Re: [RFC PATCH] dma-buf/dma_fence: Make races for dma_fence_is_signaled() less likely

From: Philipp Stanner

Date: Mon Jun 15 2026 - 10:17:13 EST


On Mon, 2026-06-15 at 10:56 +0100, Gary Guo wrote:
> On Fri Jun 12, 2026 at 11:42 AM BST, Philipp Stanner wrote:
> > dma_fence_is_signaled() returns whether a fence has been signaled
> > already. That function contains a fast path opportunistic check which is
> > not guarded by the lock and, according to Christian, cannot be guarded
> > by the lock without causing a massive performance regression.
> >
> > This now means that dma_fence_is_signaled() can return true WHILE the
> > fence callbacks are still being executed. This is razy and has lead to
> > at least one bug solved in:
> >
> > commit c8a5d5ea3ba6 ("nouveau: fix client work fence deletion race")
> >
> > Make this race impossible, by simply setting the bit only once the
> > callbacks are actually completed.
> >
> > Signed-off-by: Philipp Stanner <phasta@xxxxxxxxxx>
> > ---
> >  drivers/dma-buf/dma-fence.c | 18 ++++++++++++++++--
> >  1 file changed, 16 insertions(+), 2 deletions(-)
> >
> > diff --git a/drivers/dma-buf/dma-fence.c b/drivers/dma-buf/dma-fence.c
> > index c7ea1e75d38a..2416cc86ce93 100644
> > --- a/drivers/dma-buf/dma-fence.c
> > +++ b/drivers/dma-buf/dma-fence.c
> > @@ -359,8 +359,19 @@ void dma_fence_signal_timestamp_locked(struct dma_fence *fence,
> >  
> >   dma_fence_assert_held(fence);
> >  
> > - if (unlikely(test_and_set_bit(DMA_FENCE_FLAG_SIGNALED_BIT,
> > -       &fence->flags)))
> > + /*
> > + * First test the bit, so we don't signal an already signaled fence again.
> > + * The lock protects against multiple parties setting the bit.

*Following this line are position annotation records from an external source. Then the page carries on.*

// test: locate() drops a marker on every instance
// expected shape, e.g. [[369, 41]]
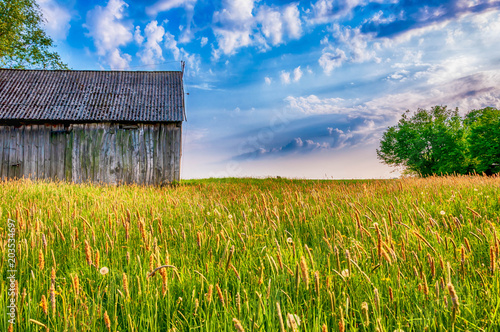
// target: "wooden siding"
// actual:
[[92, 152]]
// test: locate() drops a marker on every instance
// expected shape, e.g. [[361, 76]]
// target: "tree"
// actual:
[[427, 143], [484, 139], [23, 42]]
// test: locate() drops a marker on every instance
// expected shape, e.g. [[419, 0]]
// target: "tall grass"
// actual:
[[255, 255]]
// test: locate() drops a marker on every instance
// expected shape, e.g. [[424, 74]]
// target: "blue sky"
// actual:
[[301, 89]]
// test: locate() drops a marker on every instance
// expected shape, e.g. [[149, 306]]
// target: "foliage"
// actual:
[[440, 141], [412, 254], [484, 139], [23, 42]]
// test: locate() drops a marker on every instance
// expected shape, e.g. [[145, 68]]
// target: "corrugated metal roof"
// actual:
[[91, 96]]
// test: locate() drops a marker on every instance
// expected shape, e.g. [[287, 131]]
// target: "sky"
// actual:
[[299, 89]]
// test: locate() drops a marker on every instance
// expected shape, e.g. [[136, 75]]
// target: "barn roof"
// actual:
[[91, 96]]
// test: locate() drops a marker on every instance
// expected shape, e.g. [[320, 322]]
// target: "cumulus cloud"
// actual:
[[276, 23], [297, 74], [234, 24], [166, 5], [56, 17], [241, 23], [192, 60], [324, 11], [109, 30], [138, 36], [152, 52], [331, 58], [296, 145], [285, 77], [314, 105]]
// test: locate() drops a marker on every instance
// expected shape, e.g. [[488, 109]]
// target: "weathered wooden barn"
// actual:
[[98, 126]]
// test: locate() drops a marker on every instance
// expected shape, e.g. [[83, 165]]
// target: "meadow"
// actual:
[[254, 255]]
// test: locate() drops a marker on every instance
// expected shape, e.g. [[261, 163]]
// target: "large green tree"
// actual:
[[484, 139], [427, 143], [23, 42]]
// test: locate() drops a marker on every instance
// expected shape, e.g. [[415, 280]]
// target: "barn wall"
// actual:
[[94, 152]]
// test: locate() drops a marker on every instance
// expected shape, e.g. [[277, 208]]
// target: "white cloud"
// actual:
[[192, 60], [152, 51], [272, 27], [355, 42], [278, 23], [450, 69], [56, 17], [234, 24], [325, 11], [292, 23], [166, 5], [109, 31], [138, 36], [350, 45], [314, 105], [285, 77], [331, 59], [297, 74]]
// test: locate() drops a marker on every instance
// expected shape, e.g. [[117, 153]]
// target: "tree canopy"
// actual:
[[440, 141], [23, 42]]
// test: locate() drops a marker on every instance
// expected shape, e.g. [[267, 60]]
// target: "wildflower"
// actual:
[[107, 321], [293, 322], [237, 325]]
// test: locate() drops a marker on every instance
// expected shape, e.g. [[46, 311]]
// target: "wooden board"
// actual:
[[147, 154]]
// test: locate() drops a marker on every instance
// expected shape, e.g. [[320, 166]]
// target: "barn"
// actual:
[[114, 127]]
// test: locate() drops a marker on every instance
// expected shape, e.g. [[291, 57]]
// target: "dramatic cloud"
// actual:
[[241, 23], [166, 5], [297, 74], [331, 59], [109, 30], [427, 13], [233, 25], [285, 77], [192, 60], [56, 17], [277, 23], [152, 52]]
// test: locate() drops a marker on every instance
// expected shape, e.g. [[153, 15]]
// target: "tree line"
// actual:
[[23, 42], [440, 141]]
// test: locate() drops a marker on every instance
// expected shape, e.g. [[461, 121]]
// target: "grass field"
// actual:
[[254, 255]]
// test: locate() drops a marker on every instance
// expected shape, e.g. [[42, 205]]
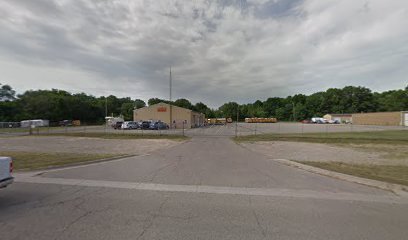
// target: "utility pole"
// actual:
[[236, 123], [106, 113], [170, 111]]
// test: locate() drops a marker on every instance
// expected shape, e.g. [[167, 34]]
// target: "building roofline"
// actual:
[[168, 105]]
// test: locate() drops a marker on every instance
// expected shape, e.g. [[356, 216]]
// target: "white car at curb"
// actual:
[[6, 168]]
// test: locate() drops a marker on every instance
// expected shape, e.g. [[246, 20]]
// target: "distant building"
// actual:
[[381, 118], [174, 116], [342, 118]]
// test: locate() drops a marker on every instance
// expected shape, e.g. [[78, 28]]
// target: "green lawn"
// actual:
[[381, 137], [117, 135], [386, 173], [39, 160]]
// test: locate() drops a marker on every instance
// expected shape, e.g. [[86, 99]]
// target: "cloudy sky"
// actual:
[[232, 50]]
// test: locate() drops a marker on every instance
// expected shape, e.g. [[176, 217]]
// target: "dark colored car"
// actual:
[[158, 125], [117, 125]]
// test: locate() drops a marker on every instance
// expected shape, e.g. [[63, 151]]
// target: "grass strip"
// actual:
[[39, 160], [386, 173], [117, 135], [380, 137]]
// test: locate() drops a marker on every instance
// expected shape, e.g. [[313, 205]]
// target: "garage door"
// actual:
[[406, 119]]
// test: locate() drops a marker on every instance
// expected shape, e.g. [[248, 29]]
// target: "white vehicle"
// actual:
[[35, 123], [111, 121], [319, 120], [129, 125], [6, 168]]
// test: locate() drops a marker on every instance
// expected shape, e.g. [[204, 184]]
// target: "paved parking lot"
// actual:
[[205, 188], [217, 130]]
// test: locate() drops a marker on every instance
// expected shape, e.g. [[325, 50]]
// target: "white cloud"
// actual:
[[220, 50]]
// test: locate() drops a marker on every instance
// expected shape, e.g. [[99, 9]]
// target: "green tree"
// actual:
[[139, 103], [7, 93]]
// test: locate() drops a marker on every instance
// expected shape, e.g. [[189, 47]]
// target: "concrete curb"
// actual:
[[398, 189]]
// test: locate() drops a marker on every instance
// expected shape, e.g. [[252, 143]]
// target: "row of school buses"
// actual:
[[223, 121]]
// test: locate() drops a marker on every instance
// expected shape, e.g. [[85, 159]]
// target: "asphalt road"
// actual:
[[206, 188]]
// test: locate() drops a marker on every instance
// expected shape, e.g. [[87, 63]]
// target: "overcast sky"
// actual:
[[219, 50]]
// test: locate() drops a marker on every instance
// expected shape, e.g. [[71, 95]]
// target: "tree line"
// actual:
[[56, 105]]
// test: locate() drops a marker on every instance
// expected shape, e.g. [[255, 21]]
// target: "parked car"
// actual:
[[65, 123], [117, 125], [145, 125], [6, 168], [333, 121], [158, 125], [129, 125]]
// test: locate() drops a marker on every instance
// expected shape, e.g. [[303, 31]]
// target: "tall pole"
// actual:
[[106, 113], [170, 112], [236, 123]]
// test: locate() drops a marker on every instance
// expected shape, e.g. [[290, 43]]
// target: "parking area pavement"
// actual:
[[204, 188]]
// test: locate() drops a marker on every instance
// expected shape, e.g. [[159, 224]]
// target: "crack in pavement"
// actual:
[[262, 230], [152, 218]]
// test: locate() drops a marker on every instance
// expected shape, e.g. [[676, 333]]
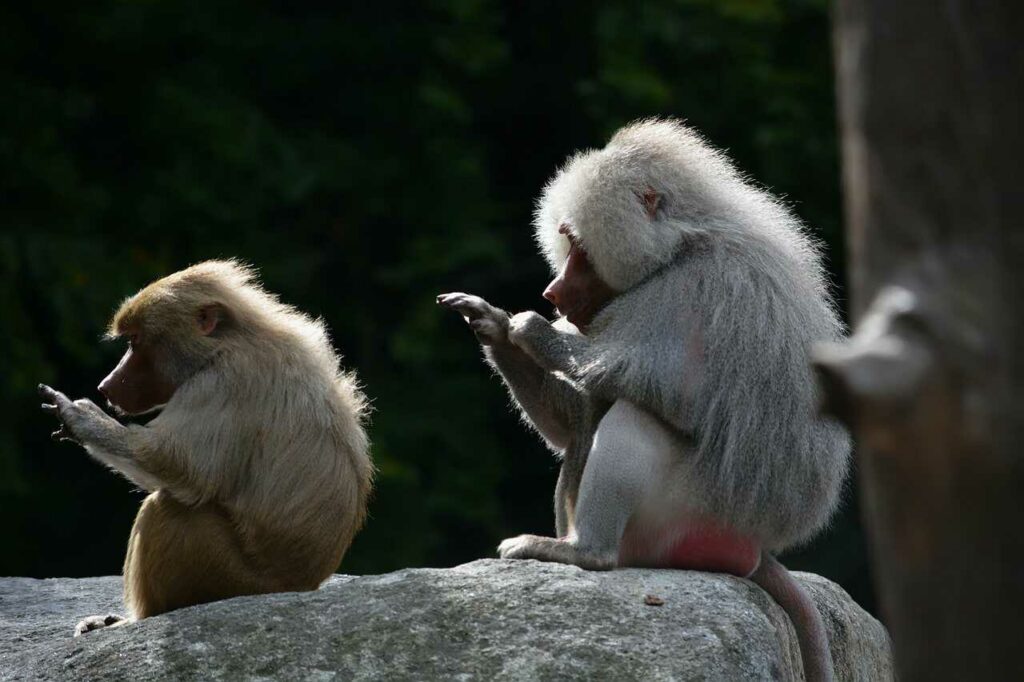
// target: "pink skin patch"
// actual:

The bit
> > + * is then set at the end of the function.
> > + *
> > + * The background is that there is a fast path check in
> > + * dma_fence_is_signaled() which does not use lock protection and can
> > + * return true *while* the fence callbacks are still executing.
> > + *
> > + * This fast path check supposedly cannot be guarded by the lock because
> > + * of significant performance regressions.
> > + */
> > + if (unlikely(test_bit(DMA_FENCE_FLAG_SIGNALED_BIT, &fence->flags)))
> >   return;
> >  
> >   trace_dma_fence_signaled(fence);
> > @@ -384,6 +395,9 @@ void dma_fence_signal_timestamp_locked(struct dma_fence *fence,
> >   INIT_LIST_HEAD(&cur->node);
> >   cur->func(fence, cur);
> >   }
> > +
> > + // TODO: we need some barrier here, don't we?
>
> You want a release barrier here, which we don't have currently, but you can use
> `smp_mb__before_atomic`.
>
> However note that barriers must be paired, so in order for the added barrier to
> do anything, dma_fence_is_signaled lockless fast path would need to have an
> acquire barrier, which we also don't have, so you need a `smp_mb()` there after
> the flag test.

Thx for the explanations.

I tend to conclude that this solution is far too fragile and without
even further synchronization we couldn't solve that, because the fence-
>signaled is at other places evaluated locklessly

const char __rcu *dma_fence_timeline_name(struct dma_fence *fence)
{
const struct dma_fence_ops *ops;

/* RCU protection is required for safe access to returned string */
ops = rcu_dereference(fence->ops);
if (!dma_fence_test_signaled_flag(fence))
return (const char __rcu *)ops->get_driver_name(fence);
else
return (const char __rcu *)"signaled-timeline";
}
EXPORT_SYMBOL(dma_fence_timeline_name);

The signaled flag here is ordered in the reverse order.
dma_fence_signal_timestamp_locked() sets the ops pointer to NULL, so
you might dereference a NULL pointer there.


P.

>
> Best,
> Gary
>
> > + set_bit(DMA_FENCE_FLAG_SIGNALED_BIT, &fence->flags);
> >  }
> >  EXPORT_SYMBOL(dma_fence_signal_timestamp_locked);
> >  
>